Dedektif ilk defa ne söylemesi gerektiği üzerine uzun uzadıya düşünmeye hazırlanırken hat kesildi. Konuşulanlara anlam verememişti. M. C. Çalışkan da kimdi? Eh bu kadarı umurunda değildi. Peki ya teslimatla ilgili söyledikleri? Usta diye biri var olamazdı! Bunların hepsi palavra olmalı. Hem Sıtkı Nadir, en azından Dedektif Sıtkı Nadir bir telefonla işini yarım bırakacak biri değildi. Para lazımdı, ücretin önemli bir kısmını teslimatta alacaktı.

Aynası birkaç yerden çatlamış cep saatine baktı. Vakit gelmek üzereydi. Hazırlandı; pardösüsünü giydi, şapkasını taktı. Çalışma masasında duran, ipek bir örtüye sarınmış emaneti aldı. Nasıl bir şey olduğunu bilmiyordu. Müşterinin tek kuralı da buydu.

Ofise hızlıca bir göz attı. Kapıdan çıktı.

İÇ. OFİS- GÜN (JENERİK)

ALTA MÜZİK

_________________________________________________ Jenerik boyunca dilediğiniz bir jazz parçasını dinleyebilirsiniz.

Dedektif Sıtkı Nadir’in Sıtkı Nadir’le yaptığı münakaşalar sonucunda kazandığı zaferin ertesinde ince bir zevkle olmasa da ruhu olduğunu söyleyebileceğimiz bir şekilde dayayıp döşediği ufak ofisinden yayınevlerine göre sıralanmış; genellikle polisiye kitapların, birkaç klasiğin, Sıtkı Nadir’in yazdığı iki adet yerden yere vurulmuş öykü kitabının, pek çok sinema kitabının, kara filmlerin sayısıyla dikkat çektiği vhs kasetlerin dizili durduğu yan yana üç kitaplık, üstü ucuz dedektif romanlarına benzeyen bir çalışma masası, bir çevirmeli telefon, boş vestiyer, tavandaki pervaneler, jaluzili pencereler gibi çeşitli bölümleri görürüz. Sırasıyla

Sıtkı Nadir

Dedektif Sıtkı Nadir

Şehir Başkanı

İki Gölge

Melek

Usta

Yılan

isimleri perdeye yansır.

Kararma...

Açılma...

Dedektif eski tren yolunda, rayların biraz gerisinde Ford’unu durdurdu. Beklemeye koyuldu. Gecenin dehşet verici karanlığının karşısında iki silahına; arabasının yanan farlarına ve tekinsiz bir yalnızlığa alışkın olmasına güveniyordu.[3] Beklediği müddet boyunca zihninden çeşitli bilmeceler, tekerlemeler, dizeler, siyah-beyaz film kareleri geçti.

Bir ara gözleri kamaştı. Rayların öte tarafında farları yanıp sönen bir Impala duruyordu.
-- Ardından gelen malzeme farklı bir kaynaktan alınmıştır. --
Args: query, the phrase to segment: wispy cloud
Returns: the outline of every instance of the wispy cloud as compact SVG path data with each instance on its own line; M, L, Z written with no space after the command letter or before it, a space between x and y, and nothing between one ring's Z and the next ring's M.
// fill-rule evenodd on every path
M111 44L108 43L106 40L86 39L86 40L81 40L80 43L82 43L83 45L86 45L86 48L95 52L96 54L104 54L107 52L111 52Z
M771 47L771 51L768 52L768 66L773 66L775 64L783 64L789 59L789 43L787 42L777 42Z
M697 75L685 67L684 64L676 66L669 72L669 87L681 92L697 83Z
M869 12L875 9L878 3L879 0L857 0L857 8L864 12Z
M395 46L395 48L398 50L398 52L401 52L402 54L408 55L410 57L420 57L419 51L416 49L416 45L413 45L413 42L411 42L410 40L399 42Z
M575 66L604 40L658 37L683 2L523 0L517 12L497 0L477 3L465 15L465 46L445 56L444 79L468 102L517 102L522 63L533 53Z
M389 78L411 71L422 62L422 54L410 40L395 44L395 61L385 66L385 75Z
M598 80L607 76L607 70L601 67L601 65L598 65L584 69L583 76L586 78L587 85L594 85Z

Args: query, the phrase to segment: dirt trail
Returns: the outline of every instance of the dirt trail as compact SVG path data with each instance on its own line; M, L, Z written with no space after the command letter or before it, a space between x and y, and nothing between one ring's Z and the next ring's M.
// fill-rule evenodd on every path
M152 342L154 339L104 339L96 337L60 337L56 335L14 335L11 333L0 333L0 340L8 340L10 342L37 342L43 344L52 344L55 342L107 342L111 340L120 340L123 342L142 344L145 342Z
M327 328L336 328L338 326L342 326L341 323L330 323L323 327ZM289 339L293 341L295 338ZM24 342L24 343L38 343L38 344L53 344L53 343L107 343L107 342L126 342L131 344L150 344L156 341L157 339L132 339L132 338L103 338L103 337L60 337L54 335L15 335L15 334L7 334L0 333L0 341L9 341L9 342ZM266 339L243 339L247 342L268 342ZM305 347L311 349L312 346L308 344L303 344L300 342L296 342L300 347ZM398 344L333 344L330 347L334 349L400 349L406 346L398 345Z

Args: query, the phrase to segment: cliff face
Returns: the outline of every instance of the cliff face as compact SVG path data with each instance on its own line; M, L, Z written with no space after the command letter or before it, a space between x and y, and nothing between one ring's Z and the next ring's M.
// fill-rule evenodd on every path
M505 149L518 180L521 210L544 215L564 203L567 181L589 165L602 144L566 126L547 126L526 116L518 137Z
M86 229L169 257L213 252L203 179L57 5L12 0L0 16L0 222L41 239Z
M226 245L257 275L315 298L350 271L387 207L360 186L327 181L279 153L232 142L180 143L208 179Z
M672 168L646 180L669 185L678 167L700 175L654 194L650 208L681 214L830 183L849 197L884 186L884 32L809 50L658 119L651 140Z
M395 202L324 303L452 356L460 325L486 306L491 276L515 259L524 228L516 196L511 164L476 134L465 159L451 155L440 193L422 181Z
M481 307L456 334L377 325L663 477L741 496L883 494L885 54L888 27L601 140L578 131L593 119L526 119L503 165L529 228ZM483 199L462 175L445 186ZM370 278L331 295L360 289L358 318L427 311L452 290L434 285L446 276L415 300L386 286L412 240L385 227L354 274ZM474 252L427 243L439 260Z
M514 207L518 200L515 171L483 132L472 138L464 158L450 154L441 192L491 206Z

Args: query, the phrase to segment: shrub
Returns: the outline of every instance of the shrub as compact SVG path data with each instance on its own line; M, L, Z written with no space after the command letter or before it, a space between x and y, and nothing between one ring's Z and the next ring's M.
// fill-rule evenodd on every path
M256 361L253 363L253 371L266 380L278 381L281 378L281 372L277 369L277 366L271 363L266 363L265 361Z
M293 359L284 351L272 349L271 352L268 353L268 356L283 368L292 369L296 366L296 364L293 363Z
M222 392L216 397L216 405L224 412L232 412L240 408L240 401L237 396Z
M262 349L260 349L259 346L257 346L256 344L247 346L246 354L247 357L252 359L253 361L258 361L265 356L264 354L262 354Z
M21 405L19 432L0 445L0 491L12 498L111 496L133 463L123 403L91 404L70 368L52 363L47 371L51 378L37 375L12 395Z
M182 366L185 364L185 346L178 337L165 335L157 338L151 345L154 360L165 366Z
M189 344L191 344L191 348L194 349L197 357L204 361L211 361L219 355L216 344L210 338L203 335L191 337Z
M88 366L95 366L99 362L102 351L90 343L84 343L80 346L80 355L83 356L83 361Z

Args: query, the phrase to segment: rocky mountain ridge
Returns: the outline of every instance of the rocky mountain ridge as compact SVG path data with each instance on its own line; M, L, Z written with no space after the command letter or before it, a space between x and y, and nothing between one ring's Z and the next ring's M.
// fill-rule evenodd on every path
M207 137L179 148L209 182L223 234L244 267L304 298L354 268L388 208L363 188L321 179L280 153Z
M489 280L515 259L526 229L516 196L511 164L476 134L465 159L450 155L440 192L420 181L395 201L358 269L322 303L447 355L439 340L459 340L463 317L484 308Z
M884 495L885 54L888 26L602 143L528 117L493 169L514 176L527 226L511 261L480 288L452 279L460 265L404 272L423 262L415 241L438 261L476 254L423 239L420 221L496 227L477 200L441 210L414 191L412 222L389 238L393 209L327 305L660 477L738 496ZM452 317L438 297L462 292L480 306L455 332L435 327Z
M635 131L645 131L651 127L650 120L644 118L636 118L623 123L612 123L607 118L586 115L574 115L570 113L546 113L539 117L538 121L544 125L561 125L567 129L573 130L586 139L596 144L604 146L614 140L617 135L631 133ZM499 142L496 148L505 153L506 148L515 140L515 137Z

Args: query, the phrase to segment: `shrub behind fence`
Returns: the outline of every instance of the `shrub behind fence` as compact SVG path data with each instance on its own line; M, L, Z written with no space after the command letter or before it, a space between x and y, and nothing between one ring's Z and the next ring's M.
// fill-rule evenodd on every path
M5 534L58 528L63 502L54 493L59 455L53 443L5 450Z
Mesajı almıştı. Arabadan inip rayları geçti. Impala’ya ilerledi. Ön cama yaklaştığında belli belirsiz İki Gölge’yi gördü. İki Gölge Dedektif Sıtkı Nadir’e baktı. Sıtkı Nadir ruhunun korkunç ıstıraplarla kıvrandığını hissetti.

“Mal nerede?” Gölgeler aynı anda konuşuyorlardı.

“Melek Hanım? Hiç de beklediğim gibi çıkmadınız açıkçası.”

“Kendisi biraz rahatsızlandı. Teslimatı bize yapacaksın. Paran burada.” Gölgelerden biri beyaz bir zarf uzattı.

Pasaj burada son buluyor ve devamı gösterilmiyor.